C’est donc la capsule Dragon de SpaceX qui volera la première. Autrefois véhicule de ravitaillement, elle a été transformée en navette habitable. Ce premier vol, « DM-1 », démontrera les capacités de SpaceX. Un jour et quelques orbites terrestres après son décollage, Dragon s’amarrera à la Station Spatiale Internationale, où elle restera durant une semaine. Une fois l’écoutille ouverte, les astronautes déjà sur place iront à l’intérieur de la capsule, et effectueront des tests. Vendredi prochain, le 8 mars, après s’être déconnectée de la station, Dragon amerrira dans l’océan Atlantique.

Un deuxième test avant un autre vol habité

Si l’opération est un succès, quel avenir pour SpaceX ? Dans un mois, une nouvelle capsule sera envoyée, et testera le système d’évacuation d’urgence. Une fois que la Nasa aura approuvé ces procédures de sécurité, deux astronautes prendront place à bord de Dragon. Bob Behnken et Doug Hurley deviendront alors les premiers Américains à quitter le sol de leur pays dans une navette « made in USA » depuis 2011.

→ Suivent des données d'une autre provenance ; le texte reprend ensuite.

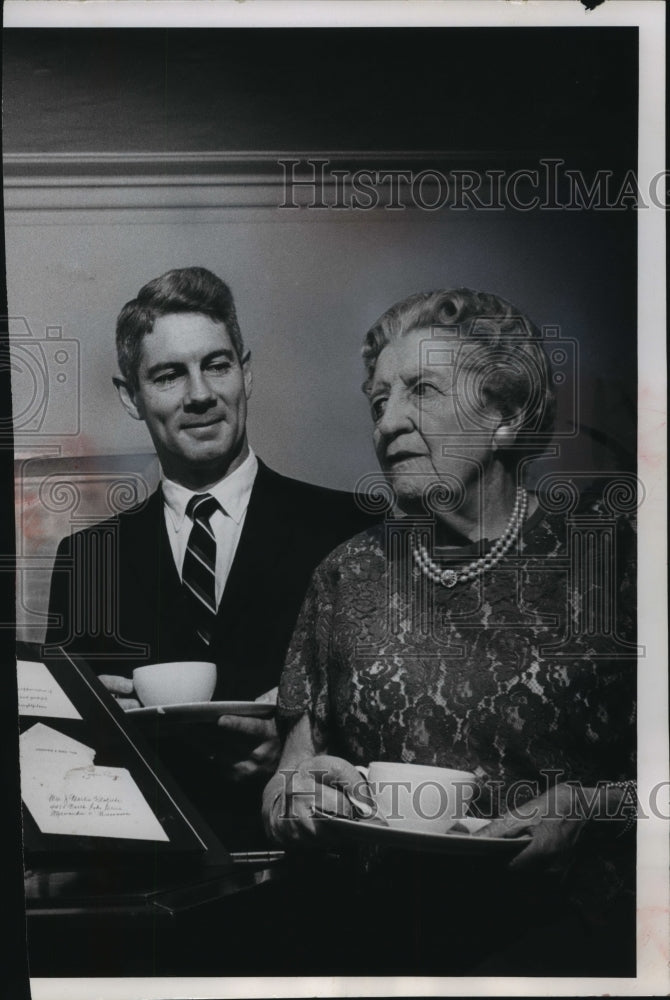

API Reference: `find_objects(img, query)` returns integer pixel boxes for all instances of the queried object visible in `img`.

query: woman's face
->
[369,330,499,509]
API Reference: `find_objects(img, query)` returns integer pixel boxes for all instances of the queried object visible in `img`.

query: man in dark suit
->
[45,268,384,833]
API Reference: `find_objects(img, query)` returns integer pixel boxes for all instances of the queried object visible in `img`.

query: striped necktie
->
[181,493,220,645]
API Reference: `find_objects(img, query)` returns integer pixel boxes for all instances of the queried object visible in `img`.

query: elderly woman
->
[264,289,635,976]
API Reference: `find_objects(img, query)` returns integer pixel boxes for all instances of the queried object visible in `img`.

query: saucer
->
[316,811,532,857]
[126,701,276,722]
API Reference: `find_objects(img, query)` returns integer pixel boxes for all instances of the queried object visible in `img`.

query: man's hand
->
[98,674,140,712]
[474,784,587,871]
[218,688,280,781]
[263,754,368,846]
[218,715,280,781]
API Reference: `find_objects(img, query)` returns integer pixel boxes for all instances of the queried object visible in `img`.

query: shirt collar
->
[161,449,258,532]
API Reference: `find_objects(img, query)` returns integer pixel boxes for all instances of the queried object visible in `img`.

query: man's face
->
[121,313,251,489]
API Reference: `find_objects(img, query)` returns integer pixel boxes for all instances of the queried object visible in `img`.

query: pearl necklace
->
[412,486,528,587]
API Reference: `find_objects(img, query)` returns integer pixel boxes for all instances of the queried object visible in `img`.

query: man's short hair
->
[116,267,244,388]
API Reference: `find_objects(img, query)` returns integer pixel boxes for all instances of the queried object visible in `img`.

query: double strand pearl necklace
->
[412,486,528,587]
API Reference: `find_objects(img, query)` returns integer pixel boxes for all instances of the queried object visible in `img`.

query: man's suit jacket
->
[46,462,384,700]
[45,462,384,850]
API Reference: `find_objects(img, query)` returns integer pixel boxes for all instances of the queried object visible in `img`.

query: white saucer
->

À plus long terme, on peut imaginer l'utilité de ce nouveau vaisseau spatial. La date de péremption de la Station Spatiale Internationale approche, après avoir été repoussée de nombreuses fois. La Nasa a annoncé son prochain but : établir une station en orbite autour de la Lune. Jeudi 28 février, le Canada a rejoint les efforts des Américains dans ce sens.